Baharan Mirzasoleiman Electrical and Computer Engineering Seminar
- Event Type
- Seminar/Symposium
- Sponsor
- Electrical and Computer Engineering
- Location
- B02 CSL Auditorum & Zoom
- Date
- Mar 24, 2025 10:00 - 11:00 am
- Speaker
- Dr. Baharan Mirzasoleiman, University of California, Los Angeles
- Contact
- Angie Ellis
- amellis@illinois.edu
- Phone
- 217-300-1910
- Views
- 151
- Originating Calendar
- Illinois ECE Calendar
Electrical and Computer Engineering Seminar
Baharan Mirzasoleiman
Assistant Professor, University of California, Los Angeles
Monday, March 24, 2025, 10:00-11:00 am
B02 CSL Auditorium or Online via Zoom
Title: Data-efficient Training of Foundation Machine Learning Models
Abstract: Large datasets have been crucial to the success of foundation machine learning models. However, training on massive data has two major limitations. First, it is contingent on exceptionally large and expensive computational resources, and incurs a substantial cost due to the significant energy consumption. Second, due to the highly imbalanced and noisy nature of real-world datasets, training on the entire data does not result in optimal performance.
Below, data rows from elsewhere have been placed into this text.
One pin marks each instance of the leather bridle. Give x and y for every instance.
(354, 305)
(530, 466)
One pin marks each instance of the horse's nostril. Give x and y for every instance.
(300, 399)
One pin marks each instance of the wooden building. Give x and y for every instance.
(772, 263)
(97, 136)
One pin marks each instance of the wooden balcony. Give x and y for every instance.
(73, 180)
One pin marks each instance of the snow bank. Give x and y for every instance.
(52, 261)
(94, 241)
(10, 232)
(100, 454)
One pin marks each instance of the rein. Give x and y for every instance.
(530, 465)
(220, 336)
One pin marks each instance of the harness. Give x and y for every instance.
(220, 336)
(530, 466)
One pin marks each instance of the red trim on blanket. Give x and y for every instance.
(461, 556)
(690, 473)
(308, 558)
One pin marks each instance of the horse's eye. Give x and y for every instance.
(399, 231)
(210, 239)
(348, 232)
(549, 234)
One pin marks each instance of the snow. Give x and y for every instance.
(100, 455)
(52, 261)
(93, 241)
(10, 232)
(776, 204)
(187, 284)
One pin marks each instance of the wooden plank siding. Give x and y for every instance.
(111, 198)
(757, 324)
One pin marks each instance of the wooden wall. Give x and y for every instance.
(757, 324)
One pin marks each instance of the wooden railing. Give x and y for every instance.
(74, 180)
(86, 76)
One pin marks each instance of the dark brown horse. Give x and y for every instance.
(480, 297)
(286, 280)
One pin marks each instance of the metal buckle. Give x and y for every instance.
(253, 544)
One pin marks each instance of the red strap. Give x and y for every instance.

In this talk, I will argue that we can address the above limitations by developing techniques that can identify and extract the representative subsets from massive datasets. Training on representative subsets not only reduces the substantial costs of learning from big data, but also improves their accuracy and robustness. I will present two theoretically-rigorous approaches to find smaller subsets of examples that improve the performance and efficiency of training foundation models, such as Vision-Language Models (VLMs) and Large Language Models (LLMs). First, I will discuss how we can formulate an optimization problem to find smaller subsets of large image-text data to efficiently pretrain VLMs such as CLIP. Then, I'll discuss how we can formulate and extract smaller subsets of language data that considerably improve the performance and efficiency of fine-tuning and pretraining LLMs. I'll conclude each part by showing empirical results confirming the effectiveness of the above data selection strategies.
Baharan Mirzasoleiman is an Assistant Professor in the Computer Science Department at UCLA, where she leads the BigML research group. Her research aims to address sustainability, reliability, and efficiency of machine learning. Before joining UCLA, Baharan was a postdoctoral research fellow in Computer Science at Stanford University. She received her Ph.D. in Computer Science from ETH Zurich, where she received an ETH medal for Outstanding Doctoral Thesis. She has received an NSF Career Award, an Okawa Research Award, a UCLA Hellman Fellows Award, and multiple Faculty Awards from Amazon, Optum AI, and Cisco. She was also named a Rising Star in EECS by MIT.